On la retrouve ensuite à Londres sous le Blitz, dans les bombardiers de la RAF qui pilonnent l’Allemagne. Elle est dans les Antilles néerlandaises parmi les marins rescapés, au moment où Hemingway chasse les sous-marins allemands au large de Cuba. Ensuite, elle est à Monte Cassino, sur les plages de Normandie, puis sur le front des Ardennes, à Dachau dans les tout premiers jours qui ont suivi la libération du camp, accompagnée par la photographe Lee Miller. Elle écrit : « Les vêtements étaient bien rangés, mais les cadavres étaient jetés comme des ordures, pourrissant au soleil, jaunes, décharnés jusqu’à l’os, des os énormes parce qu’il n’y avait plus aucune chair pour les couvrir, hideux, effroyables os d’agonie, et l’insupportable odeur de la mort.» En 1946, elle couvre le procès de Nuremberg. Elle l’avouera plus tard, elle considérait le journalisme comme un simple passeport, «pour obtenir un siège au premier rang pour le spectacle de l’histoire en cours».

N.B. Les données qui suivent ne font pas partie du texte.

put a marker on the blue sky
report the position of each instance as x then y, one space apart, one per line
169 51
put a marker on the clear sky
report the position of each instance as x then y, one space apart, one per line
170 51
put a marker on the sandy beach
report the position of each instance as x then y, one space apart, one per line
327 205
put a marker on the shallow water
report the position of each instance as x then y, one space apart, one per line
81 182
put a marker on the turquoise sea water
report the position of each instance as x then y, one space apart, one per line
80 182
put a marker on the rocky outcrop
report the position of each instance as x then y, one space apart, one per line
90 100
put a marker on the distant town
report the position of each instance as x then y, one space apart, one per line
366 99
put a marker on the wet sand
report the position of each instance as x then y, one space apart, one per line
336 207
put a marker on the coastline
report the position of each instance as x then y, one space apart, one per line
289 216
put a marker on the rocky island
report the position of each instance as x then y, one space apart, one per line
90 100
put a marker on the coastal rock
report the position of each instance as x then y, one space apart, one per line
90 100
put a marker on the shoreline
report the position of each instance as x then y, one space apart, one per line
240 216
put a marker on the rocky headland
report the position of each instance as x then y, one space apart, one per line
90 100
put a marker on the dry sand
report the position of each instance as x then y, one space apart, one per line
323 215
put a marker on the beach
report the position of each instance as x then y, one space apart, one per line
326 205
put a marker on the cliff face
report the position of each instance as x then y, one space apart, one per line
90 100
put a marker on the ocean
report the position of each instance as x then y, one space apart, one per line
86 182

Une atrophie de l’imagination
Le quotidien The Guardian lui confie la couverture de la guerre du Vietnam, qu’elle résumera ainsi: « D’une manière terrifiante, la guerre du Vietnam a été une guerre purement spectaculaire, fondée sur une fausse croyance, elle-même produit d’une ignorance. » Entre-temps, elle s’était installée à Londres. Plus tard, elle livrera sa réflexion sur la guerre en général, avec des mots qui résonnent d’un écho particulier aujourd’hui: « La guerre affecte les gens, un par un. C’est tout ce que j’ai à dire et il me semble que je le dis depuis toujours. À moins d’en être des victimes immédiates, la majorité des êtres humains se comportent comme si la guerre était un acte de Dieu qui ne peut être évité ; ou bien ils se comportent comme si la guerre qui se déroule ailleurs n’était pas leur affaire. Ce serait une plaisanterie amère à dimension cosmique si nous en venions à nous détruire nous-mêmes à cause d’une atrophie de l’imagination. » On est bien loin du cliché de la «pétroleuse ».

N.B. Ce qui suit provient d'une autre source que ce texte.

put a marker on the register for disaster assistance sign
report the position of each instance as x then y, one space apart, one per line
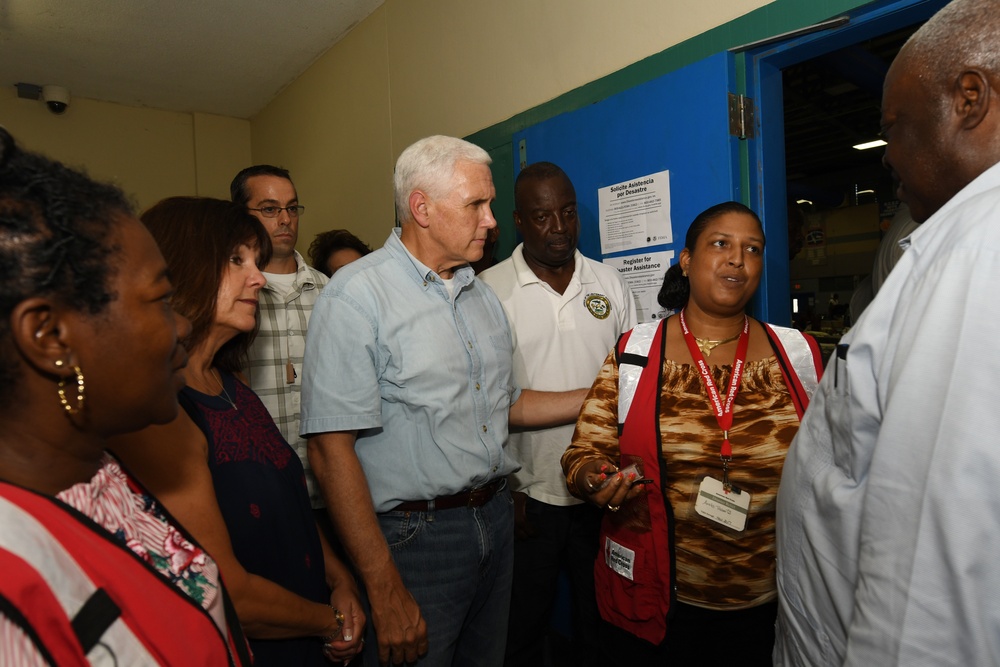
635 214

Martha Gellhorn n’a pas fréquenté que les théâtres de guerre. En 1972, elle est à Moscou pour rencontrer Nadejda Mandelstam, (1899-1980), la veuve du poète mort en déportation dans les environs de la Kolyma, après avoir lu ses Mémoires (Contre tout espoir) et correspondu avec elle. Nadejda lui demande si elle avait éprouvé de la peur sur ces terrains de sang et de mort. Elle lui répondit que non, seulement de la colère.

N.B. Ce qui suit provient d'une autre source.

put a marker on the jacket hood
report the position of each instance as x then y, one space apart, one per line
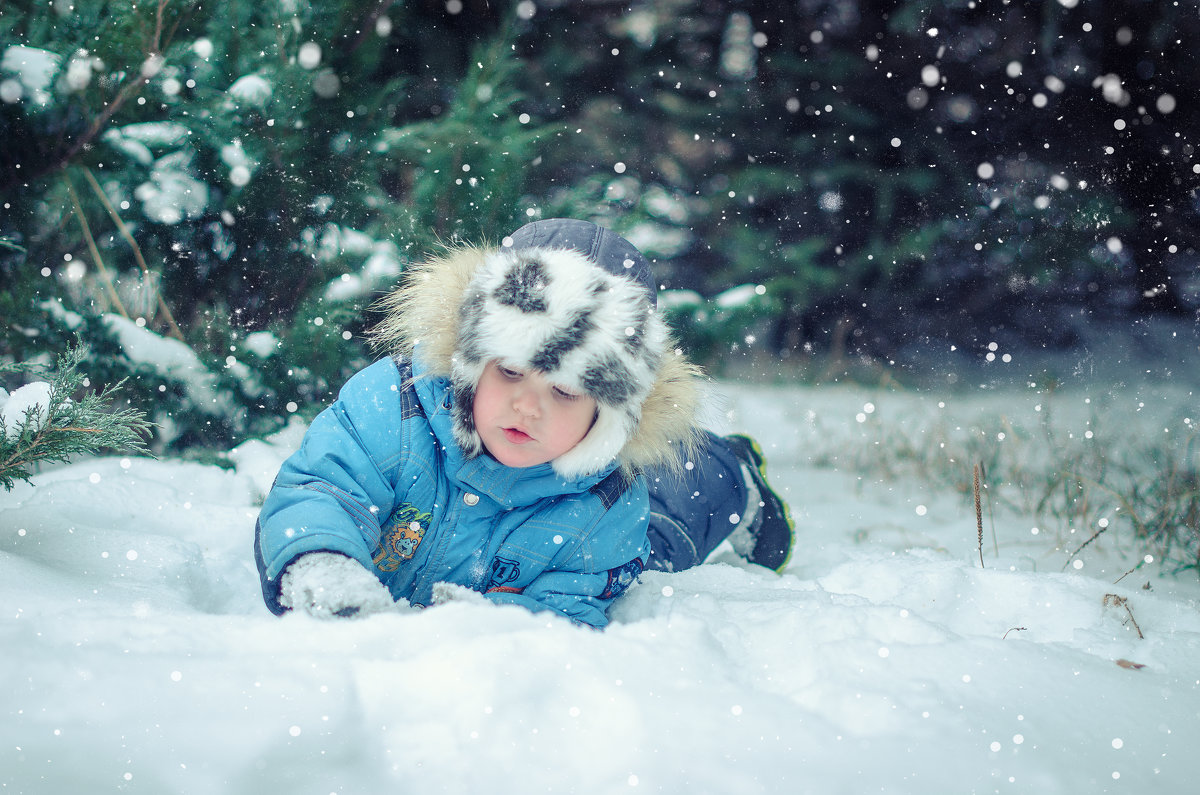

En 1995, à l’âge de quatre-vingt-sept ans, elle part au Brésil pour enquêter sur les assassinats d’enfants. Ce sera son dernier reportage. Son œuvre littéraire compte cinq romans, quatorze novellas et deux recueils de nouvelles. À moitié aveugle, physiquement diminuée, Martha Gellhorn met fin à ses jours en 1998. Elle était dans sa quatre-vingt-dixième année. Depuis, Nicole Kidman l’a incarnée à l’écran, et son nom est associé à un prestigieux prix du journalisme, récompensant chaque année un grand reporter de la presse écrite.